Since the dawn of time, the Spring Equinox in spiritually and intellectually rich societies has been the celebration of life, love, regeneration, self-renewal, that is, fertility.

Its symbols are sunrise, spring flowers and shoots, the egg, the seed, rabbits known for their reproductive ability, and chocolate, believed to be an aphrodisiac. Its rituals are girl-soaking or its more recent variant, sprinkling, hunt for and gifting of painted eggs hidden in nests, and the manifestation of sexual desire. Its Magyar (Hungarian) name is still in want of research, but it's likely that it, too, labels notions also conveyed by the Ancient Greek "Eos" = Dawn Goddess, "Astare", "Astoret" = Virgin Goddess, Virgin Mother, Latin "Aurora" = Dawn Goddess. These names - according to several sources (e.g. Grimm Brothers) - are the roots of this feast's names in a variety of languages: E.g. "Ostara" in German, "Easter" in English, etc. The Sanskrit word "Usas" or "Ushas" suggests a similar concept, "awakening," "the beginning of new growth."

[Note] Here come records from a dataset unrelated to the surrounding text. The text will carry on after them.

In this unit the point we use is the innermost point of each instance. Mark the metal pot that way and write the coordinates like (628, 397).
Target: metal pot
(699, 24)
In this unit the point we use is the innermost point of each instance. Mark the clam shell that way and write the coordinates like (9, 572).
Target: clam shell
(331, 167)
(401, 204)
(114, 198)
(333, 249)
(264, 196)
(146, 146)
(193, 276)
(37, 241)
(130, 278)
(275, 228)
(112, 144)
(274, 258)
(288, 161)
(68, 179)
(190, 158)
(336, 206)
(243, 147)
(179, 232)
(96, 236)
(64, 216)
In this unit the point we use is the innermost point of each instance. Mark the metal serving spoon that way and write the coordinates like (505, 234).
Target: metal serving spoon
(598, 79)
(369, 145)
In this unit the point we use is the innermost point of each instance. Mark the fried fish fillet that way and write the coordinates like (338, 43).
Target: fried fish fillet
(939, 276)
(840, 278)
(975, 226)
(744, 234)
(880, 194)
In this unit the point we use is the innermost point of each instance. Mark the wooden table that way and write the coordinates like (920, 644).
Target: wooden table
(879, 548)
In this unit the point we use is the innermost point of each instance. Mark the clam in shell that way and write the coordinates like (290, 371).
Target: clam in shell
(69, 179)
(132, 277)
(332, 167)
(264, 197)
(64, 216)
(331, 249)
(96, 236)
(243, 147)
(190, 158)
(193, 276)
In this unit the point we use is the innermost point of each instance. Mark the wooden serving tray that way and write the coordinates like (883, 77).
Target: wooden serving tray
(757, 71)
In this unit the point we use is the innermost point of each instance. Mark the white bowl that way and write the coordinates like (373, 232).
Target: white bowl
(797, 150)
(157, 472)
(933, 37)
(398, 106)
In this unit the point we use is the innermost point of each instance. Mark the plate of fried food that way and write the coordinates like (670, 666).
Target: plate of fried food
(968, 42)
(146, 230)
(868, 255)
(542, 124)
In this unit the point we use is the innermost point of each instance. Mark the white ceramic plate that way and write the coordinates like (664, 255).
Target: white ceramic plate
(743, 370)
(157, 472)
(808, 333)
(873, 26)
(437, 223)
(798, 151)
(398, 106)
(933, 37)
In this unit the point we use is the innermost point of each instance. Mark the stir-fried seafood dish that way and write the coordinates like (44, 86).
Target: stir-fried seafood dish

Spiritually and intellectually impoverished societies, having observed this feast but unable to comprehend the cosmic beliefs it's rooted in, have created hatred- and vengeance-based "religious" rites that more or less coincide with the Spring Equinox. These rites, born in such societies' imaginings, uphold and glorify values opposite to those above. They're rooted in anti-life, anti-love, anti-innocence and anti-purity ideologies, and celebrate the extinction of the lives of the innocent and the pure. Their priests slaughter their animals in great orgies, specifically targeting those considered to be innocent and pure - e.g. lambs -, and paint the doorways of their houses and businesses with the blood of these slaughtered animals. They believe this ritual will protect them from their vengeful god's executioner-angels, who, they believe, will "bypass" i.e. "pass over" such buildings when they exterminate the populations of cities. Given the opportunity, they upgrade their animal sacrifices to human sacrifices; here, too, specifically targeting the innocent and the virtuous. They performed this ritual killing, for example, in Tiszaeszlár, Hungary in 1882, when they slit little Solymosi Eszter's throat, an innocent girl-child certainly of moral purity, and collected her blood in a ceremonial pot. The name of this ritual is the Hebrew word "Pesah," "Pesakh," Yiddish: "Peysekh," "Paysakh," "Paysokh", "to bypass", English "passover".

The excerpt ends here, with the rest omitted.